Oggi parliamo del finocchio selvatico, una pianta spontanea, di cui spesso, quando è in fiore, ci capita di avvertire il profumo nell’aria. Si tratta di una pianta aromatica conosciuta fin dai tempi antichi, che tra la fine del mese di agosto e per tutto il mese di settembre si raccoglie e si conserva per via di tutte le sue innumerevoli virtù. In particolare, in questo articolo concentreremo la nostra attenzione sulle proprietà dei semi del finocchio selvatico. Inoltre ci soffermeremo su una preparazione in cui si utilizza la parte fiorita della pianta, ossia il liquore al finocchietto selvatico.

Il finocchio selvatico, identificazione, storia e proprietà

Il finocchio selvatico, in latino Foeniculum Vulgare, è una pianta erbacee appartenente alla famiglia delle Ombrelliferae.
È una pianta aromatica dal profumo molto intenso. Quando la incontriamo per strada è difficile resistere alla tentazione di coglierne un rametto e sfregarlo tra le mani.

Il finocchio selvatico e la ricetta del liquore al finocchietto -  finocchio selvatico
Finocchio selvatico

La pianta di finocchio selvatico si presenta con un lungo fusto eretto molto ramificato, in particolar modo nella parte superiore. Può arrivare ad un’altezza di 2 metri ed è di colore verde chiaro.
I fiori sono di colore giallo e si formano riunendosi in delle grandi ombrelle di forma concava, composte dai 15 ai 30 raggi.
I frutti altro non sono che i semi (o acheni), che si formano con la chiusura dei fiori gialli.

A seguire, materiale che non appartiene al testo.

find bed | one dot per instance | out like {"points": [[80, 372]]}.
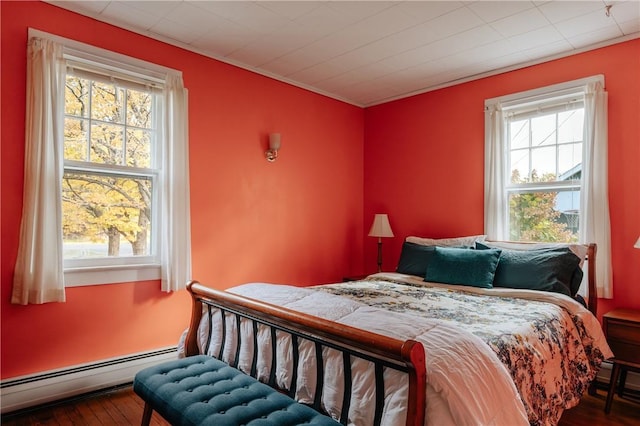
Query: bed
{"points": [[504, 343]]}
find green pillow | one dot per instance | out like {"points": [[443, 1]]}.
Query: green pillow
{"points": [[462, 266], [555, 269], [414, 259]]}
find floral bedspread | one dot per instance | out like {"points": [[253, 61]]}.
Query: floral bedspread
{"points": [[549, 352]]}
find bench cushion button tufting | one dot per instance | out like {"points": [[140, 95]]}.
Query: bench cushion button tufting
{"points": [[184, 392]]}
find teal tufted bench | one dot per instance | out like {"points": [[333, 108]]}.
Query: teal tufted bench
{"points": [[202, 390]]}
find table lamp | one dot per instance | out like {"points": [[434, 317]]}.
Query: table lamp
{"points": [[380, 228]]}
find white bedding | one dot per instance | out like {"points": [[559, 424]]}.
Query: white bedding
{"points": [[467, 384]]}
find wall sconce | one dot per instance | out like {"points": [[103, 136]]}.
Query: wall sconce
{"points": [[274, 146]]}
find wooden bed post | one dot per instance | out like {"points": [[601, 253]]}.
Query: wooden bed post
{"points": [[191, 343], [593, 289]]}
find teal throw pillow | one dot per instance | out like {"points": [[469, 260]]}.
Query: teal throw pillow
{"points": [[555, 269], [462, 266], [414, 259]]}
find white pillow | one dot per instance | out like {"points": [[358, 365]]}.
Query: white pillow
{"points": [[469, 241]]}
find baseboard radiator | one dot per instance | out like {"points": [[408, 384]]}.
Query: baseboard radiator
{"points": [[28, 391], [41, 388]]}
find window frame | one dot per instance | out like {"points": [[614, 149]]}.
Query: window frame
{"points": [[125, 268], [546, 98]]}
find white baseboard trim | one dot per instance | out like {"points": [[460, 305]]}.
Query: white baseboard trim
{"points": [[35, 389], [633, 379]]}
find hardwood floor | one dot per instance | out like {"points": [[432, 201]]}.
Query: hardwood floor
{"points": [[121, 406]]}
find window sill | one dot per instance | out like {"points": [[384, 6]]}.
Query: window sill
{"points": [[79, 277]]}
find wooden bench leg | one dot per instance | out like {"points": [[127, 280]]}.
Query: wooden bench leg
{"points": [[623, 380], [615, 372], [146, 415]]}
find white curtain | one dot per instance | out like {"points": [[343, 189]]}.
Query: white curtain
{"points": [[175, 255], [594, 201], [39, 274], [495, 212]]}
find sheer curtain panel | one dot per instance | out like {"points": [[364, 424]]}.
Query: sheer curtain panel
{"points": [[175, 255], [594, 204], [495, 216], [39, 274]]}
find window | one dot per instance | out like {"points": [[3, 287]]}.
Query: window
{"points": [[546, 168], [544, 157], [111, 169], [106, 195]]}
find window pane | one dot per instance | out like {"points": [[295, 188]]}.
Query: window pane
{"points": [[105, 215], [139, 109], [569, 161], [543, 130], [570, 126], [107, 144], [76, 100], [544, 216], [75, 139], [107, 102], [519, 166], [519, 134], [543, 164], [139, 148]]}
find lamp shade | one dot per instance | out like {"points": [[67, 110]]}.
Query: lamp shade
{"points": [[274, 141], [380, 226]]}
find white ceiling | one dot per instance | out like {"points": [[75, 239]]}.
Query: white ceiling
{"points": [[370, 52]]}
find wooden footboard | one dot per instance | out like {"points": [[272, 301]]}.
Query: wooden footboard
{"points": [[383, 352]]}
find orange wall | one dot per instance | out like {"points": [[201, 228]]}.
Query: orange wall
{"points": [[424, 158], [298, 220]]}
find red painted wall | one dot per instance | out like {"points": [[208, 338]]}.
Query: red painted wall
{"points": [[298, 220], [424, 158]]}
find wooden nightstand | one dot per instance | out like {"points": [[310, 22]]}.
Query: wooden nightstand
{"points": [[622, 329]]}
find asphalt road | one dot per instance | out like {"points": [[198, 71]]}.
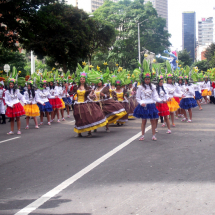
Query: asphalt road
{"points": [[174, 175]]}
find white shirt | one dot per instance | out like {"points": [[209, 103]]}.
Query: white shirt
{"points": [[31, 100], [206, 86], [13, 97], [43, 95], [147, 96], [189, 91], [53, 92], [173, 90], [162, 95]]}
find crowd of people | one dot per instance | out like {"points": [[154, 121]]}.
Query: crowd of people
{"points": [[100, 99]]}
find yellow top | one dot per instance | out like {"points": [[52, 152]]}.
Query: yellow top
{"points": [[97, 93], [81, 94], [120, 96]]}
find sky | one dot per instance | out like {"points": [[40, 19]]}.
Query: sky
{"points": [[203, 8]]}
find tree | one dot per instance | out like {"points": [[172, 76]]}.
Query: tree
{"points": [[62, 32], [210, 55], [202, 65], [125, 15], [184, 58], [13, 58], [16, 16]]}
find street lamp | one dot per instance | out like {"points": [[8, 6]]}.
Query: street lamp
{"points": [[6, 68], [139, 39]]}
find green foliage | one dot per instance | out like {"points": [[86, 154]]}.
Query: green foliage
{"points": [[125, 15], [13, 58], [184, 58], [202, 65]]}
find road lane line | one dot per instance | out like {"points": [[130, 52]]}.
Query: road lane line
{"points": [[8, 139], [40, 201]]}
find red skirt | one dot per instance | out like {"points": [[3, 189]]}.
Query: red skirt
{"points": [[163, 109], [177, 100], [16, 111], [56, 103]]}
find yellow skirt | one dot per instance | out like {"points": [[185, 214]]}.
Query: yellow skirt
{"points": [[91, 128], [206, 93], [173, 105], [31, 110], [62, 104], [113, 118]]}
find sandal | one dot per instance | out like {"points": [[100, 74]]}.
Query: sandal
{"points": [[89, 135], [154, 138], [142, 138]]}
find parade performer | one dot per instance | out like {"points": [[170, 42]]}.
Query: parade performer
{"points": [[66, 97], [2, 102], [60, 96], [163, 109], [113, 110], [46, 108], [196, 86], [173, 92], [188, 100], [146, 97], [54, 101], [88, 115], [14, 107], [31, 108], [206, 89]]}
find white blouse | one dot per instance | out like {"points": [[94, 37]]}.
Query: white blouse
{"points": [[163, 95], [31, 100], [173, 90], [43, 95], [53, 92], [13, 97], [189, 91], [147, 96]]}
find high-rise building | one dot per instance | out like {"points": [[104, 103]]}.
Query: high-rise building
{"points": [[88, 5], [205, 31], [162, 8], [189, 32]]}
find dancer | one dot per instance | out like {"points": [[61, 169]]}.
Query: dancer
{"points": [[66, 97], [163, 109], [188, 100], [46, 108], [206, 89], [88, 115], [14, 108], [2, 102], [31, 108], [54, 101], [146, 96]]}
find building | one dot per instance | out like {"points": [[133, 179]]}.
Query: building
{"points": [[162, 8], [205, 31], [189, 32], [88, 6]]}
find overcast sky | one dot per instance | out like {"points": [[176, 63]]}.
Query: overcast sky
{"points": [[203, 8]]}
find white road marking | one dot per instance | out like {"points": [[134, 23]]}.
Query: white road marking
{"points": [[8, 139], [40, 201]]}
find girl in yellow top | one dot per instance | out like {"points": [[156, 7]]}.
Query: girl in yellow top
{"points": [[121, 97], [88, 115]]}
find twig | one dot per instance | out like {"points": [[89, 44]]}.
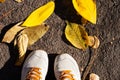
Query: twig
{"points": [[87, 69], [91, 61]]}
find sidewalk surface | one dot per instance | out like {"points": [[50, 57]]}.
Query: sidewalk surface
{"points": [[107, 29]]}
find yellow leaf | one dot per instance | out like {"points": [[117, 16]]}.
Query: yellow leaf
{"points": [[38, 16], [11, 33], [34, 33], [86, 8], [77, 35]]}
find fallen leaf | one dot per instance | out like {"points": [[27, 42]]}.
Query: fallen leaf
{"points": [[77, 35], [2, 1], [38, 16], [18, 1], [86, 8], [35, 33], [22, 44], [11, 33]]}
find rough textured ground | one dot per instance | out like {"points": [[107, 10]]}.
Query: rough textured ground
{"points": [[107, 64]]}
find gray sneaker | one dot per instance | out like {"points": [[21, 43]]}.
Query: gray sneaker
{"points": [[66, 68]]}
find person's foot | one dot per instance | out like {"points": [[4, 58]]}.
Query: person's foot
{"points": [[66, 68], [35, 66]]}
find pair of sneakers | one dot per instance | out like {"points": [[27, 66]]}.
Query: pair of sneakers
{"points": [[36, 66]]}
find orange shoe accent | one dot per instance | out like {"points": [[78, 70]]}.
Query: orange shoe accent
{"points": [[34, 74], [65, 74]]}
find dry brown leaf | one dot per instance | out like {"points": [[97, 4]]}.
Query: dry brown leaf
{"points": [[11, 33], [35, 33], [19, 0], [94, 77], [79, 38], [77, 35]]}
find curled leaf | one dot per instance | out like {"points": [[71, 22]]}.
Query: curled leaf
{"points": [[21, 42], [86, 8], [79, 38], [77, 35], [38, 16], [11, 33], [34, 33]]}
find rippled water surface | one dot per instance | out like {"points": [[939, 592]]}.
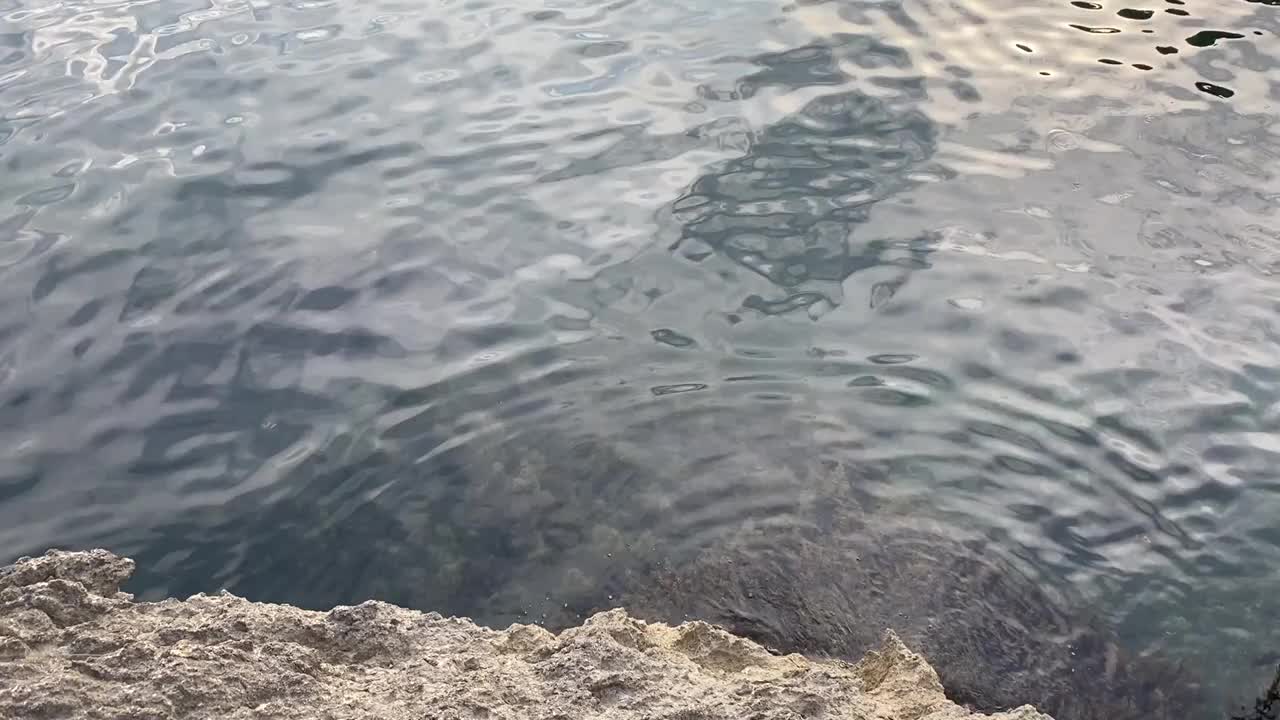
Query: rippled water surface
{"points": [[460, 304]]}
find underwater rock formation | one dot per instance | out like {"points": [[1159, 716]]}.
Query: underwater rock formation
{"points": [[997, 637], [72, 646]]}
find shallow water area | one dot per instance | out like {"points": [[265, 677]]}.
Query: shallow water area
{"points": [[470, 305]]}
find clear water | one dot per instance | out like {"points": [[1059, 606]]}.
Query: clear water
{"points": [[457, 304]]}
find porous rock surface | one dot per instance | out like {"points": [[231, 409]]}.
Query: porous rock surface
{"points": [[73, 646]]}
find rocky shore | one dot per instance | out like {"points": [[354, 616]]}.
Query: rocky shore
{"points": [[73, 646]]}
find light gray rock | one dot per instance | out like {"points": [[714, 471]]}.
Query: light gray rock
{"points": [[74, 647]]}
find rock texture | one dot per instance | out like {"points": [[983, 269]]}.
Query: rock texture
{"points": [[73, 646]]}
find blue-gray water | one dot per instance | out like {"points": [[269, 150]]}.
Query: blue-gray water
{"points": [[456, 302]]}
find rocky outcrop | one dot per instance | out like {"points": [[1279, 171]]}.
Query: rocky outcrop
{"points": [[73, 646]]}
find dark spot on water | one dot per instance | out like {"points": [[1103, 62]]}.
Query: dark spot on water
{"points": [[1216, 90], [1207, 37], [891, 359], [671, 337], [677, 388]]}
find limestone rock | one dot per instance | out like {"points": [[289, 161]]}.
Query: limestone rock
{"points": [[73, 647]]}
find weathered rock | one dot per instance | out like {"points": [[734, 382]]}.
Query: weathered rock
{"points": [[73, 647], [996, 636]]}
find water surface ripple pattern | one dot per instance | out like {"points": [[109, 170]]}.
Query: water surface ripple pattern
{"points": [[467, 305]]}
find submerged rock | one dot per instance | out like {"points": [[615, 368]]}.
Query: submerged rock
{"points": [[73, 646], [997, 637]]}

Il finocchio selvatico e la ricetta del liquore al finocchietto - fiori di finocchietto selvatico
Fiori di finocchio selvatico

Il finocchio selvatico e la ricetta del liquore al finocchietto - fiore chiuso da cui si ricavano i semi
Fiore chiuso da cui si ricavano i semi

Il finocchietto selvatico, ce lo suggerisce il nome stesso, è una pianta spontanea, perenne. Cresce nelle zone collinari fino ad altitudini di 1.000 mt. S.l.m. Tuttavia non cresce ovunque, ma predilige un clima mite, tipico delle regioni che si affacciano sul Mediterraneo.
Vista la facilità con cui si propaga e si sviluppa in maniera spontanea, è poco praticata la sua coltivazione, specie in ambito domestico, cosa che avviene invece per il suo parente stretto, il Foeniculum vulgare dulce, di cui vi abbiamo già parlato.
Più che coltivarla, questa la varietà selvatica conviene cercarla. Il mese di settembre è il periodo adatto.

Storia e curiosità

Il finocchio selvatico ha una lunga storia che parte nell’antica Grecia, dove la pianta era già conosciuta e apprezzata. Furono poi i Romani a diffonderla nel continente europeo. Tornando alla civiltà Greca, una curiosità che non tutti sanno è che il nome Maratona, leggendaria città dove gli ateniesi sconfissero i persiani nel 490 a. C., significa proprio “campo di finocchi”. Li infatti la pianta cresceva rigogliosa e spontanea su tutta la pianura del mar Egeo, dal quale partì il famoso messaggero che di corsa copri la distanza di 40 km per raggiungere Atene.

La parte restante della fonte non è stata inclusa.